Pertama, memahami pola konsumsi energi sebuah data center. Kedua, mendesain strategi mata rantai proses TI di dalamnya. Ketiga, memunculkan proses optimalisasi dan pengelolaan pasokan. Keempat, memperlebar virtualisasi aset guna menggenjot utilisasi.
Secara konkrit, rekomendasi tahapan ini bisa dilakukan dalam sepuluh cara. Yakni: Mengaudit efisiensi data center; Menggunakan UPS yang memiliki efisiensi hingga 97%; dan Virtualisasi server dan storage data center.
Selanjutnya lalukan konsolidasi data server dan storage; Penggunaan fitur manajemen energi pada CPU; Penggunaan power supply dan voltage regulator tersertifikasi; Adopsi distribusi energi terefisien; dan Adopsi sistem cooling terbaik.
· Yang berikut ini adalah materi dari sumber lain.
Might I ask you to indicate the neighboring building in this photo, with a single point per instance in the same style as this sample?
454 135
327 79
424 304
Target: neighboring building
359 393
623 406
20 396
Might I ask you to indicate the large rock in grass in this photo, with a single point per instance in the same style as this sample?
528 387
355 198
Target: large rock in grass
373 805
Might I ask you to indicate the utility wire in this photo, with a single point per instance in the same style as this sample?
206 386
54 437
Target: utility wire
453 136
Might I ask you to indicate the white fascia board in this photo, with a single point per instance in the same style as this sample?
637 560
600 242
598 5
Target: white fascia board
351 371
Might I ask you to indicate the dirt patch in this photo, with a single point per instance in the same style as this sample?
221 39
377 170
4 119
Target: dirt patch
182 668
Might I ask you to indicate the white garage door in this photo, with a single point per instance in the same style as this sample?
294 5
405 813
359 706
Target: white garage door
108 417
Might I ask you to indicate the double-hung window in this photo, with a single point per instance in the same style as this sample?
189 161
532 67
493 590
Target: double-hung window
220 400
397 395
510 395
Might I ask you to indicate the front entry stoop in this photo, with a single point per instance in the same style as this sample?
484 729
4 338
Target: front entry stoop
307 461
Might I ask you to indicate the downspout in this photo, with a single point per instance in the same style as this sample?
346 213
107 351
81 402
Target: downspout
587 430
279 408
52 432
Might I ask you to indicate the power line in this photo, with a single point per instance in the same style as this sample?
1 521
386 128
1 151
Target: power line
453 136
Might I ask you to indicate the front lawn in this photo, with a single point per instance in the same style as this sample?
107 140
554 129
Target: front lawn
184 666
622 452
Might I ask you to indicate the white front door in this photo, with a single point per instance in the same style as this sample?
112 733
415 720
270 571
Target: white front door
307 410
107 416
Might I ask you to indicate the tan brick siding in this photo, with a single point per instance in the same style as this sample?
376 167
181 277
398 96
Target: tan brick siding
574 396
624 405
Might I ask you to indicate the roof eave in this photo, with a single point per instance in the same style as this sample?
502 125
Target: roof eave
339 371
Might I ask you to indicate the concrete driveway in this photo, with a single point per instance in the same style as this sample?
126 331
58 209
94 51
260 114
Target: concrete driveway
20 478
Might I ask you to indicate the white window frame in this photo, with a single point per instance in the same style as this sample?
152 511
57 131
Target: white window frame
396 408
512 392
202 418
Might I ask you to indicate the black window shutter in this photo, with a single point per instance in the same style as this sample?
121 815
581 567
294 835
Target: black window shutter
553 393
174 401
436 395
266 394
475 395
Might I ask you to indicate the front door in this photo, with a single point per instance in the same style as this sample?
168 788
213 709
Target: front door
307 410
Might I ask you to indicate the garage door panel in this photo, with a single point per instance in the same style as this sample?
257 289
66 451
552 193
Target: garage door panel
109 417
Dua langkah terakhir yang tidak kalah pentingnya adalah menerapkan prioritas tindakan dalam mereduksi energi sekaligus menonaktifkan peralatan TI yang sudah dalam kondisi idle di sebuah data center.
Dari berbagai aksi nyata itu, penulis menyoroti metode virtualisasi serta konsolidasi server dan storage. Virtualisasi yang bisa mengalihkan data dalam bentuk maya jelas akan menghemat ruangan yang dibutuhkan.
Cara ini akan mewujudkan proses mobilitas data yang menghemat kebutuhan infrastruktur pendukung. Karenanya, virtualisasi menciptakan utilisasi sekaligus efisiensi energi sebesar 70% (Survei NASCIO’S 2007 of State Data Center, 2007).
Virtualisasi-Konsolidasi
Demikian pula konsolidasi, di mana proses penyelarasan data di storage dan server data center jelas akan menyingkirkan data yang tidak diperlukan. Ini otomatis akan mengurangi peranti TI yang diperlukan.
Konsolidasi bermakna pula penerapan sistem cadangan. Artinya, perusahaan idealnya menyiapkan tiga data center guna menghadapi karakter alam Indonesia yang rawan aneka bencana --mulai dari gempa, banjir, hingga serangan teroris.
Implementasi ini sekarang tengah jadi tren global, di mana keterhubungan data center pertama dan kedua menggunakan akses synchrounously connected sementara kedua dan ketiga dengan asynchrounously connected.
Ada pula pihak-pihak yang menerapkannya dengan cara collocation server alias menyimpan server pada pihak lain. Cara ini dinilai bisa menghemat biaya, sekaligus space ruangan tanpa mengalihkan fokus bisnis.
Virtualisasi-konsolidasi ini sendiri dibutuhkan jika mengingat karakter pengguna data center di Indonesia. Survei SHARING VISION pada 2007 lalu kepada 54 perusahaan menunjukkan kecenderungan pengguna menjejalkan semua data.
Pada jawaban terbukanya, responden mengaku memasukkan data rekaman transaksi sebanyak 87%, data pelanggan 69%, data karyawan 63%, laporan keuangan 63%, data inventory 54%, data pihak ketiga 42%, dan seterusnya.
Singkat kata, kesadaran membangun data center yang efisien tampaknya sudah jadi kebutuhan yang tidak bisa ditawar-tawar lagi. Mari jadikan sektor TI di Indonesia sebagai alat dan solusi persoalan lingkungan, bukan malah kian merusak lingkungan.
Penulis adalah Chairperson Lembaga Riset Telematika SHARING VISION sekaligus Dosen Sekolah Teknik Elektro dan Informatika ITB.